Content » Vol 96, Issue 2

Short communication

Sclerosing Lipogranuloma with Multiple Skin Lesions and Pulmonary Involvement, Secondary to a Factitious Disorder

Maria Claudia Tirico, Cyro Festa Neto, Neusa Yuriko Sakai Valente and Marcello Menta Simonsen Nico*

Department of Dermatology, University of São Paulo, Rua Itapeva 500-3A, 01332-000 São Paulo, SP, Brasil. E-mail: mentanico@hotmail.com

Accepted Aug 25, 2015; Epub ahead of print Aug 28, 2015

Although the injection of paraffin, mineral oil, and silicon into body parts began to be described in the 19th century, similar procedures had been practiced before that time (1). Women undergo wrinkle correction and breast augmentation, whereas men seek to achieve erectile enhancement and penile enlargement (2–5). Reports on the development of subcutaneous nodules at the sites of injection abound – commonly referred to as sclerosing lipogranuloma (SL) and paraffinoma (6).

SL and paraffinoma are types of foreign body panniculitis that are characterized histopathologically by fat globules that vary in size, replacing subcutaneous fat tissue. These bodies are surrounded by multinucleated foreign body giant cells and are associated with chronic granulomatous inflammatory reactions, free fat droplets, hyalinization of fibrous tissue, fibrosis; calcification can occur in long lasting lesions (6).

Visceral lesions of LG are rare and can lead to death (7, 8). We report an unusual case of SL with widespread cutaneous lesions and pulmonary compromise.

case Report

A 57-year-old married man presented with painful cutaneous enlargements that had persisted for 10 years. He was a construction worker who was retired from his job because of his skin disease.
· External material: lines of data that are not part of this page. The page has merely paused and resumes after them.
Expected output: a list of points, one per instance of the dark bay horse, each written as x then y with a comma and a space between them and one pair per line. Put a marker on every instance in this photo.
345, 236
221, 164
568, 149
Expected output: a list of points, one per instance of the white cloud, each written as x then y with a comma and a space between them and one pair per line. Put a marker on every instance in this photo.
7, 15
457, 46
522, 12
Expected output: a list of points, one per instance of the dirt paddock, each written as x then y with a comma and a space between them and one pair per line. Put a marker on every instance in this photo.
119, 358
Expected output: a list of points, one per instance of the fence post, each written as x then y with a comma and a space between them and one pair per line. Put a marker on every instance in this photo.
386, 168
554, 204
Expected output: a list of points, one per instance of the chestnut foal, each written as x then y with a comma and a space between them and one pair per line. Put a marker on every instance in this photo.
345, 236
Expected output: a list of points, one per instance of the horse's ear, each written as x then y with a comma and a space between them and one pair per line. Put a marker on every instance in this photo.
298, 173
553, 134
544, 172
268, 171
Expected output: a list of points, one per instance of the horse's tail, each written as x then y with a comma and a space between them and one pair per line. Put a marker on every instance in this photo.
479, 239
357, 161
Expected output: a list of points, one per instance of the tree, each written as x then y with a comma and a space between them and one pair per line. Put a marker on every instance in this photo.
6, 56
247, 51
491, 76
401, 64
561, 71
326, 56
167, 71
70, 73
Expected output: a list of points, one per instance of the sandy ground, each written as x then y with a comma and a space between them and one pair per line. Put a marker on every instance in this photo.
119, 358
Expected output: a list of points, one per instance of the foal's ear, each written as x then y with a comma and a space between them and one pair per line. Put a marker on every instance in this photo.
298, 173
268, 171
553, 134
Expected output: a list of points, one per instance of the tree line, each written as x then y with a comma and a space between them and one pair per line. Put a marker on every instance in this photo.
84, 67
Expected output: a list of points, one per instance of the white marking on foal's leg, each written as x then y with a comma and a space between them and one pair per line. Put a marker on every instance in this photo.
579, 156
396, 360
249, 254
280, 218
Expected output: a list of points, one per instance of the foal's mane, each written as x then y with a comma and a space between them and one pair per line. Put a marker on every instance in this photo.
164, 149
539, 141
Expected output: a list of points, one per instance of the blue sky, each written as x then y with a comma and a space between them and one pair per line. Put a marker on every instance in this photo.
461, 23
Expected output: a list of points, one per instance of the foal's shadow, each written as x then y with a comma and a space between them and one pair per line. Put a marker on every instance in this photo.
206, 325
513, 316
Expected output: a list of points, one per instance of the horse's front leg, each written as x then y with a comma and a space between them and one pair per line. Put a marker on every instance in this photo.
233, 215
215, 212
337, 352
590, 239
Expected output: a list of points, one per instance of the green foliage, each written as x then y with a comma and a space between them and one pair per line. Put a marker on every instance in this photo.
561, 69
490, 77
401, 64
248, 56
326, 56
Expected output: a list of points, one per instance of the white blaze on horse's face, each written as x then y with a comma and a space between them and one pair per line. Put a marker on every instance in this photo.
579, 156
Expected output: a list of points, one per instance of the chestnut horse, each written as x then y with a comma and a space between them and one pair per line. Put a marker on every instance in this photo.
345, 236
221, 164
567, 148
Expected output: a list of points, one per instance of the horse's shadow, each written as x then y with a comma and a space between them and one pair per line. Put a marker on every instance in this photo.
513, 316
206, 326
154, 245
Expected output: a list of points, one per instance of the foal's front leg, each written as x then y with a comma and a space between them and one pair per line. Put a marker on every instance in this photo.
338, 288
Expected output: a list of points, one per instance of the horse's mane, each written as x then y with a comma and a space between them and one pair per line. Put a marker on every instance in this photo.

The examination showed several nodules that converged into firm bulky masses in the genital area, including the penis and scrotum, extending to the suprapubic region. The anterior and posterior neck areas showed voluminous and deforming masses, and the right forearm and left hand were also affected (Fig. 1). The lesions had an irregular surface and were hard on palpation; pain was relieved only with a combination of opioids and antidepressants.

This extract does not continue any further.